Workout Burnout? Exercise Smarter
A tough workout can test your limits. But push it too hard on that final set of jumbo squats and uphill sprints, and instead of feeling an endorphin rush afterward, you might experience the opposite—a serious energy crash. It’s a type of exhaustion that’s hard to bounce back from, and is increasingly evident among—especially those now atoning for holiday indulgences. But there’s a fine line between training and overtraining.
In this season of #goals, however, it can be hard to strike that right balance, and after a season of late-night parties and little time for sleep, your body might already be compromised. The solution is not to call it quits, though. Instead, it’s about tweaking your training so you can maximize your muscle burn but still power through the new year.
Our experts share seven tips for preventing workout burnout.
Follow the 25/75 ratio.
You shouldn’t do high-intensity workouts every day. Not only will you be fatigued, but you also won’t get the results you want from those classes. If you are doing a boot camp workout seven days a week, for example, can you sprint at your fastest pace or do your reps properly? And if not, what’s the point in that? Instead aim for balance. Make 25 percent of your weekly workouts intense and the other 75 more moderate.

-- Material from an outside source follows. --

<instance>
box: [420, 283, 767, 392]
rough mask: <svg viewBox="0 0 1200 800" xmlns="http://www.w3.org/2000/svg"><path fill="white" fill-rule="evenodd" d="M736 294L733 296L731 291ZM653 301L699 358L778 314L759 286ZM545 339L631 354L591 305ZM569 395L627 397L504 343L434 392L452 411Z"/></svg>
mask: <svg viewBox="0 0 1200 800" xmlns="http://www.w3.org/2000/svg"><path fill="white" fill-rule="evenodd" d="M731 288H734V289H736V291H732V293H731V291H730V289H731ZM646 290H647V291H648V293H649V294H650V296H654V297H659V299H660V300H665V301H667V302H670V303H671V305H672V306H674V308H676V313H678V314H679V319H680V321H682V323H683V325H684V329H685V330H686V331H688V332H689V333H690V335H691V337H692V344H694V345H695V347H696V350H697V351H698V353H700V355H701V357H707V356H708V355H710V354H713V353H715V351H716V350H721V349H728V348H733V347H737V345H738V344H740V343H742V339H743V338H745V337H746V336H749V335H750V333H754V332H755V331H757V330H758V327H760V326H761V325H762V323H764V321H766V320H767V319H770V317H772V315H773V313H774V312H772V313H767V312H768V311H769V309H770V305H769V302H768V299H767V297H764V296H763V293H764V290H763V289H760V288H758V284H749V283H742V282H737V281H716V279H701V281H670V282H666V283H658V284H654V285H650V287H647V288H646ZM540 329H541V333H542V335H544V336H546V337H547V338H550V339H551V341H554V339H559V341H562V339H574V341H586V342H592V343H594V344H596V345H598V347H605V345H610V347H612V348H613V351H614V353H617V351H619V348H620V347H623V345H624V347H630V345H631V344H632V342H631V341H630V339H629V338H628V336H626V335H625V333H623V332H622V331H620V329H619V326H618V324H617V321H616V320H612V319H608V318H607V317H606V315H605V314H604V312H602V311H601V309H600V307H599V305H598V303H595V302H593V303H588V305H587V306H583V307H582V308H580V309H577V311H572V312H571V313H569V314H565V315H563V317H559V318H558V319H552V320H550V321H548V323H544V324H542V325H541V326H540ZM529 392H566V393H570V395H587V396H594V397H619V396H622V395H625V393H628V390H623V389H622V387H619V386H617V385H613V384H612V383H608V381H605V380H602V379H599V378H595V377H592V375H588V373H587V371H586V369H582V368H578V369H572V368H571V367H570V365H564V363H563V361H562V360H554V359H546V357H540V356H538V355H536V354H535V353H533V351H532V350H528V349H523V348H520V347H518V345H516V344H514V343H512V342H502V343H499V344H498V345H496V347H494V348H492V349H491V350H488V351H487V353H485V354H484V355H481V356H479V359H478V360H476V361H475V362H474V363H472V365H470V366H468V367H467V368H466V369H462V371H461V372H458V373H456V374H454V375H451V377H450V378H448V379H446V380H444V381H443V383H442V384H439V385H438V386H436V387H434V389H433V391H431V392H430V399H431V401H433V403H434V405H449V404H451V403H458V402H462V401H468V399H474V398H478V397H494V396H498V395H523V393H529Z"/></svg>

Be explosive for shorter bursts.
A 20 minutes of HIIT gives you more energy than a 10 kilometer run. It’s all about how high your heart rate gets, rather than the mode of activity. Ramping it up for longer than 20 minutes can lead to diminishing returns—meaning you’re wiping yourself out more than increasing your overall fitness level.
Factor in recovery days.
Whether you’re a fitness junkie or training for a competition, your workout plan should include active recovery days. And you don’t just say you’re going to go easy on those days—you really do. Some good options: restorative yoga that stimulates and relaxes your muscles, a light swim, or a dynamic stretch class.
Time it right.
Clocking workouts later in the day, when you’ve already been running around for hours, can drain your last bit of energy so that you’re in deficit mode for the rest of the evening Try to save those all-out sessions for earlier in the morning or weekends. Split up your training. Rather than doing one ultra-intense 10-kms run, for example, go for two 5-kms jaunts over the weekend so you have the stamina to pull through the weekend.
Decode what your body says.
Avoiding exhaustion really comes down to listening to your body. Instead of putting on your earbuds and tuning out at the gym or on the dirt path, stay focused on your breathing and your pace—once you develop a training routine, you’ll start to pick up on the signals that you’re hitting the wall. The better you know your body, the easier it will be to sense when you should stick it out or scale back.
Walk it out.
After a good workout, you have to keep moving. You can’t go full throttle and then be inactive. You need to walk around or stand for at least a few minutes to keep the blood flowing. This way, your body doesn’t need to recruit extra energy to recover, and you’ll help prevent lactic acid buildup that can lead to stiff, sore muscles.
Hydrate and refuel.
Dehydration is what can really zap your energy later on, so staying hydrated is really important. Post workout reach for protein-rich food sources, like a green smoothie, yogurt, fruits, or egg whites to help your body rebound. There’s only so much you can digest. As with everything, let this be your mantra: moderation.